Updating gimp_comfyui.py

  • In the main plugin source file "gimp_comfyui.py" add imports for your new workflows. i.e.
from workflow.inpainting_sdxl_0dot4_accessor import InpaintingSdxl0Dot4Accessor
from workflow.inpainting_sdxl_0dot4_dialogs import InpaintingSdxl0Dot4Dialogs
  • Add a procedure name as a class variable for the GimpComfyUI plugin class. Use "PROCEDURE_INVOKE_" as a prefix, and choose a name and value from the workflow base name. Not that the value CANNOT have underscores, only hyphens/dashes. Otherwise, Gimp will flag a "assertion 'gimp_is_canonical_identifier (procedure_name)' failed" error.
    PROCEDURE_INVOKE_INPAINTING_WF = "inpainting-sdxl"
  • Add the new procedure name to the PROCEDURE_NAMES array.
PROCEDURE_NAMES = [
    PROCEDURE_WATCH_LAYER,
    PROCEDURE_INVOKE_DEFAULT_WF,
    PROCEDURE_INVOKE_SYTAN_WF,
    PROCEDURE_INVOKE_INPAINTING_WF,
]
  • Add a field for the accessor in the constructor for the GimpComfyUI plugin class:
        self._inpainting_sdxl_accessor: InpaintingSdxl0Dot4Accessor = InpaintingSdxl0Dot4Accessor()
  • Add a property for the accessor. Name the property for the workflow.
    @property
    def inpaint_accessor(self) -> InpaintingSdxl0Dot4Accessor:
        return self._inpainting_sdxl_accessor
  • Add an invoker for the workflow. Name the function from your workflow.
    def inpaint_workflow(self, procedure: Gimp.ImageProcedure,
                       run_mode,  # noqa
                       image,  # noqa
                       n_drawables,  # noqa
                       drawables,  # noqa
                       args,  # noqa
                       run_data  # noqa
                       ) -> Gimp.ValueArray:
        factory: InpaintingSdxl0Dot4Dialogs = InpaintingSdxl0Dot4Dialogs(accessor=self.inpaint_accessor)
        ret_values = self.invoke_workflow(procedure=procedure,
                                          factory=factory,
                                          title_in="Inpainting SDXL",
                                          role_in="workflow",
                                          blurb_in="Some dialog values need to be duplicated."
                                          )
        return ret_values
  • Add a case for your workflow in the plug-ins do_create_procedure() method, in the match name block:
            case GimpComfyUI.PROCEDURE_INVOKE_INPAINTING_WF:
                procedure = self.create_procedure(name_raw=name,
                                                  docs="Inpainting SDXL Workflow",
                                                  usage_hint="Keep duplicate fields synchronized. Sorry",
                                                  run_func_in=self.inpaint_workflow,
                                                  is_image_optional=True,  # Redundant with SubjectType.ANYTHING
                                                  proc_category=ProcedureCategory.WORKFLOW,
                                                  subject_type=SubjectType.ANYTHING)
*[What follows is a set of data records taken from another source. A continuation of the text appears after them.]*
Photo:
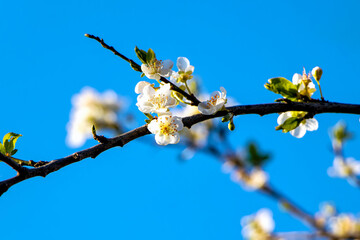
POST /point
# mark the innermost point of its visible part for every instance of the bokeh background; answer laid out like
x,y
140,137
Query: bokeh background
x,y
143,191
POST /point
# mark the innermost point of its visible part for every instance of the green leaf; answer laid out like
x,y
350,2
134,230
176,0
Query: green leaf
x,y
135,66
8,147
13,152
283,87
141,54
9,141
2,149
227,117
255,157
150,55
290,124
10,135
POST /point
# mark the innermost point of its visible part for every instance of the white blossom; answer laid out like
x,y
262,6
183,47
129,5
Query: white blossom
x,y
305,86
91,108
166,129
185,70
198,133
344,168
258,226
344,225
215,103
310,124
157,69
153,100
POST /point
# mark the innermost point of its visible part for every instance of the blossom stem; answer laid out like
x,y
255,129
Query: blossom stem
x,y
136,67
322,98
187,87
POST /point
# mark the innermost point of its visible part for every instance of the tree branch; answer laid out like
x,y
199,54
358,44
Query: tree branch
x,y
137,67
121,140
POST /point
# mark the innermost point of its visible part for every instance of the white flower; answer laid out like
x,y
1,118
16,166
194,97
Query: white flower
x,y
344,168
216,102
198,133
91,108
310,124
252,180
258,226
157,69
153,100
305,86
344,225
185,70
166,128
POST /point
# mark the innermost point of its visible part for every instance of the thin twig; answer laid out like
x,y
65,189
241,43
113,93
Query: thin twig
x,y
13,164
137,67
121,140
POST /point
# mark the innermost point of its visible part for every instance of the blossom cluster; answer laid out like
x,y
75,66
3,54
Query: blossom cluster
x,y
160,99
295,122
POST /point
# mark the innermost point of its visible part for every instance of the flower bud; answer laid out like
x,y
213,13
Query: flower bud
x,y
231,125
316,72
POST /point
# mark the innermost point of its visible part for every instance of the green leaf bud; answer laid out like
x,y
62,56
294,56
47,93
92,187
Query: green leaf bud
x,y
231,125
316,72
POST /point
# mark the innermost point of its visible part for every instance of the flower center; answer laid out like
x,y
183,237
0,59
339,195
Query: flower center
x,y
155,66
213,100
159,101
168,127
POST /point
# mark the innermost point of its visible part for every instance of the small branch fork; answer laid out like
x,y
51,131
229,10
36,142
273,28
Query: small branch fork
x,y
45,168
137,67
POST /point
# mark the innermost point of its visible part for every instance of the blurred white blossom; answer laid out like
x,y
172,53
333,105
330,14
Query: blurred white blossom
x,y
258,226
344,168
344,225
310,124
215,103
91,108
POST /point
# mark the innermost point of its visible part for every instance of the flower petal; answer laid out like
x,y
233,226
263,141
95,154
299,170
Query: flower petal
x,y
140,86
206,108
182,63
311,124
296,79
298,132
282,117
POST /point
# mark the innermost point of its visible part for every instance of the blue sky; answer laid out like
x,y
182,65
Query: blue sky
x,y
130,194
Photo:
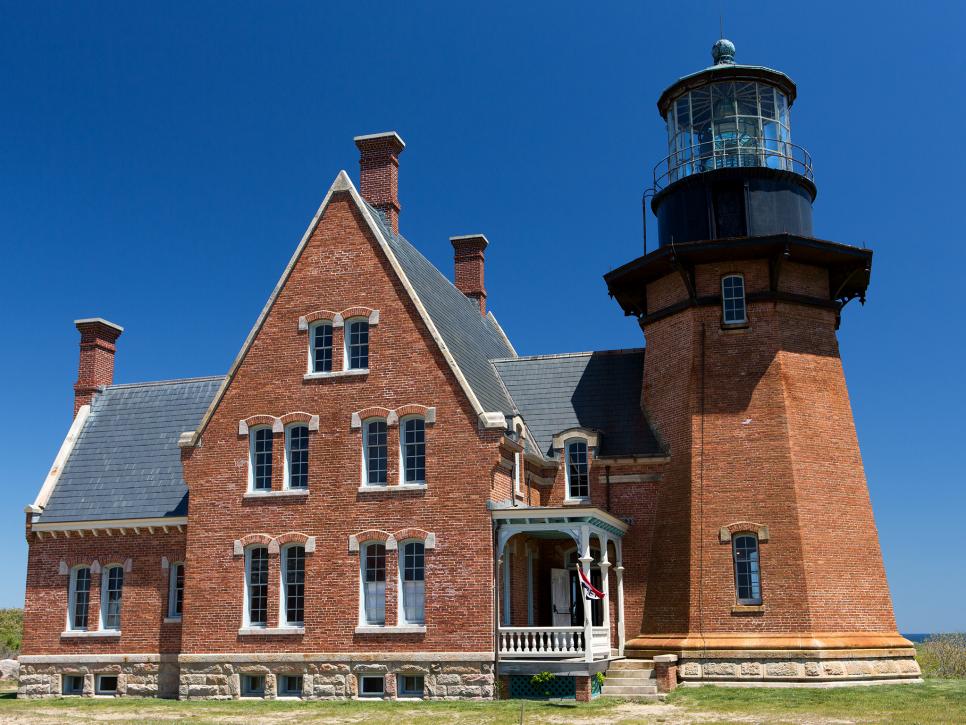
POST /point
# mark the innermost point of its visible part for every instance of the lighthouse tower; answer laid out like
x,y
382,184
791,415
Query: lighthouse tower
x,y
765,564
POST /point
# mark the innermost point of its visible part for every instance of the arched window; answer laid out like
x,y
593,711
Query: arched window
x,y
293,585
733,299
256,586
578,470
374,583
413,449
260,459
412,565
374,452
112,586
78,597
357,344
297,456
320,351
175,590
747,572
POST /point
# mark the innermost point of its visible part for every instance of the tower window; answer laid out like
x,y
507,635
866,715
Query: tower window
x,y
733,299
747,572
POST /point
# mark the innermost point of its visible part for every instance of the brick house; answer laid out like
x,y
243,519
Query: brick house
x,y
382,499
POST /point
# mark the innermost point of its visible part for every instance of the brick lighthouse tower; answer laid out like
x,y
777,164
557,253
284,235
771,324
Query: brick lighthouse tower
x,y
766,564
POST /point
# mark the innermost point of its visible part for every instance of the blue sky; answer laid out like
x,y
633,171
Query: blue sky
x,y
160,163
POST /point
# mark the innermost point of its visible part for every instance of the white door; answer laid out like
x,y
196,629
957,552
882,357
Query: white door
x,y
560,595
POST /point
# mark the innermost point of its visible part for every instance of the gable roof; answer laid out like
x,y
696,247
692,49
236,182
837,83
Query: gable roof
x,y
596,390
473,343
126,463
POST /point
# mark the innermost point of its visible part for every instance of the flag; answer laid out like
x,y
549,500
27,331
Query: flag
x,y
590,591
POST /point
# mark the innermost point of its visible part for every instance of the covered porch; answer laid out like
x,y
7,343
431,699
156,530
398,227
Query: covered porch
x,y
545,614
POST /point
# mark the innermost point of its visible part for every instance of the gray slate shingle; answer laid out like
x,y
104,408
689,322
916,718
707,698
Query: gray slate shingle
x,y
598,390
126,463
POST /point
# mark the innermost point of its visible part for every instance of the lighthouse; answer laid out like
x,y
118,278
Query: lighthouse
x,y
765,565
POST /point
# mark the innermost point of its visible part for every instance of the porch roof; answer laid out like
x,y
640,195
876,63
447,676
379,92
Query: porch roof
x,y
530,517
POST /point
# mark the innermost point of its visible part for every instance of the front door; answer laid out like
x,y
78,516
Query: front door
x,y
560,596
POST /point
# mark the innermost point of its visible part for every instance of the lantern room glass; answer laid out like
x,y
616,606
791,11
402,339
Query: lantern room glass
x,y
729,124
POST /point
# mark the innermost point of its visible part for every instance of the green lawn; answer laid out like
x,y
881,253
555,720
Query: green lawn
x,y
936,701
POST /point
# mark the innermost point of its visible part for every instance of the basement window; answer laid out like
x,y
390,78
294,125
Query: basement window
x,y
372,686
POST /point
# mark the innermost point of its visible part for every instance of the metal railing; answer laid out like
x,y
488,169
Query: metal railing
x,y
730,154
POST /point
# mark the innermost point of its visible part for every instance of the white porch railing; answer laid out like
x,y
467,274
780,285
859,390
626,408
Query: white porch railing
x,y
600,641
542,642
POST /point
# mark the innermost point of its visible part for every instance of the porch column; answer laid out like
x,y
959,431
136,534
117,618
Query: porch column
x,y
585,561
619,572
604,565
At this point, your workflow will appear under the "Workflows" menu option in the GimpComfyUI plugin, and the dialog will open when you select it.

Modifying the Dialog (and Accessor)

Assuming the python files were generated without error, you will still probably want to modify the generated python code so that the dialog shows that values you want, with the widgets and labels you want. The details of that process are out-of-scope for this document.